Let $(X,T)$ be a topological Hausdorff space. By $C_b(X)$ denote the continuous bounded function $f\colon X\to\mathbb{R}$, by $C_c(X)$ the continuous functions $f\colon X\to\mathbb{R}$ which have compact support $\text{supp}f=\overline{\left\{x\in X: f(x)\neq 0\right\}}$ and, finally, by $C_0(X)$ denote the continuous functions $f\colon X\to\mathbb{R}$ that vanish at infinity.
Show that the closure of $C_c(X)$ with respect to the Banachspace $(C_b(X),\lVert\cdot\rVert_{\infty})$ is $C_0(X)$, i.e.
$$
\overline{C_c(X)}=C_0(X).
$$
I think the inclusion "$\subseteq$" is the easier one.
Let $\varepsilon >0$ be arbitrary and let $(f_n)$ be a sequence in $C_c(X)$ that converges to $f$ w.r.t. to $\lVert\cdot\rVert_{\infty}$. This implies uniform convergence of $f_n$ to $f$. Hence, $f$ is continuous. Moreover, there exists some $N(\varepsilon)\in\mathbb{N}$ such that
$$
\lvert f_n(x)-f(x)\rvert < \varepsilon~\forall n\geq N(\varepsilon)
$$
for all $x\in X$. For all $x\notin\text{supp}f_{N(\varepsilon)}$, $f_{N(\varepsilon)}(x)=0$, hence
$$
\lvert f(x)\rvert=\lvert f(x)-f_{N(\varepsilon)}\rvert <\varepsilon
$$
for all $x\notin\text{supp}f_{N(\varepsilon)}$.
This means that $f\in C_0(X)$.
Now, I do not know exactly how to prove "$\supseteq$". I guess the general idea is the following. Let $f\in C_0(X)$. Now, construct a sequence $(\varphi_n)$ in $C_c(X)$ with $\varphi_n\to f$ w.r.t. the supremum norm $\lVert\cdot\rVert_{\infty}$.
Best Answer
I don't think you need to assume that $X$ is locally compact:
Let $f\in C_{0}\left(X\right)$ and $\varepsilon>0$. Note that $U:=\left\{ x\in X\,\mid\,\left|f\left(x\right)\right|>\frac{\varepsilon}{2}\right\} $ is open with closure $\overline{U}\subset\left\{ x\in X\,\mid\,\left|f\left(x\right)\right|\geq\frac{\varepsilon}{2}\right\} $, which is compact as a closed subset of a compact set. Furthermore, $K:=\left\{ x\in X\,|\,\left|f\left(x\right)\right|\geq\varepsilon\right\} $ is a compact subset of $U$, so that the Urysohn-Lemma (applied to the compact Hausdorff space $\overline{U}$, with $U\subset\overline{U}$ open and $K\subset U$ compact) yields $\varphi\in C(\overline{U})$ with $\varphi|_{K}\equiv1$, $0\leq\varphi\leq1$ and $\operatorname{supp}\varphi\subset U$, where the closure for the support is taken in $\overline{U}$.

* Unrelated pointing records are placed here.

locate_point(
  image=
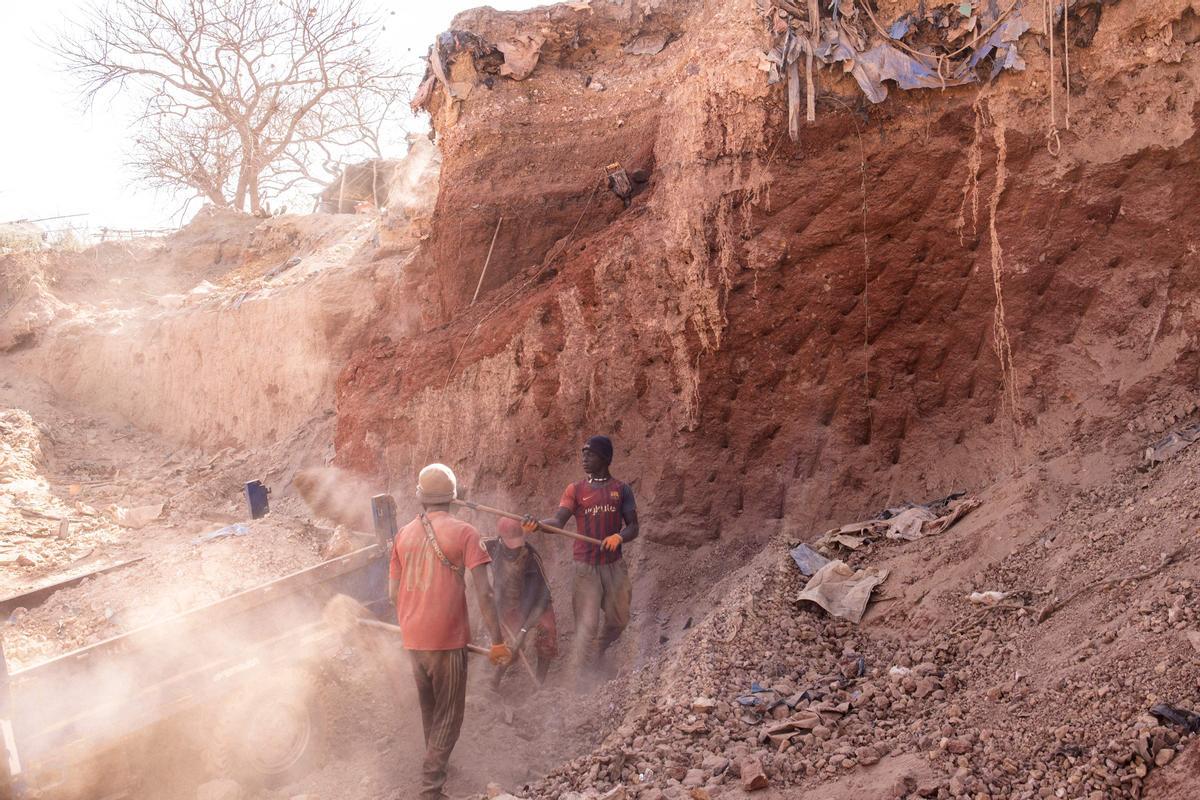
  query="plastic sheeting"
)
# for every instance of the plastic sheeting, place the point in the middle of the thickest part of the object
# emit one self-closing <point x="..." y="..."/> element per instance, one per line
<point x="845" y="41"/>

Now, define $$ g:X\to\left[0,1\right],x\mapsto\begin{cases} 0, & x\in X\setminus U,\\ \varphi\left(x\right), & x\in\overline{U}. \end{cases} $$ Note that $X\setminus U$ and $\overline{U}$ are both closed, so that $g$ is continuous by the gluing lemma (note that $g$ is well-defined, since for $x\in\left(X\setminus U\right)\cap\overline{U}$, we have $\varphi\left(x\right)=0$ since $\operatorname{supp}\varphi\subset U$.
Thus, $g$ has compact support (in fact $\operatorname{supp}g=\operatorname{supp}\varphi$), so that the same is true of $\tilde{f}:=g\cdot f\in C_{c}\left(X\right)$. It is not hard to see $\left\Vert \tilde{f}-f\right\Vert _{\sup}\leq\varepsilon$.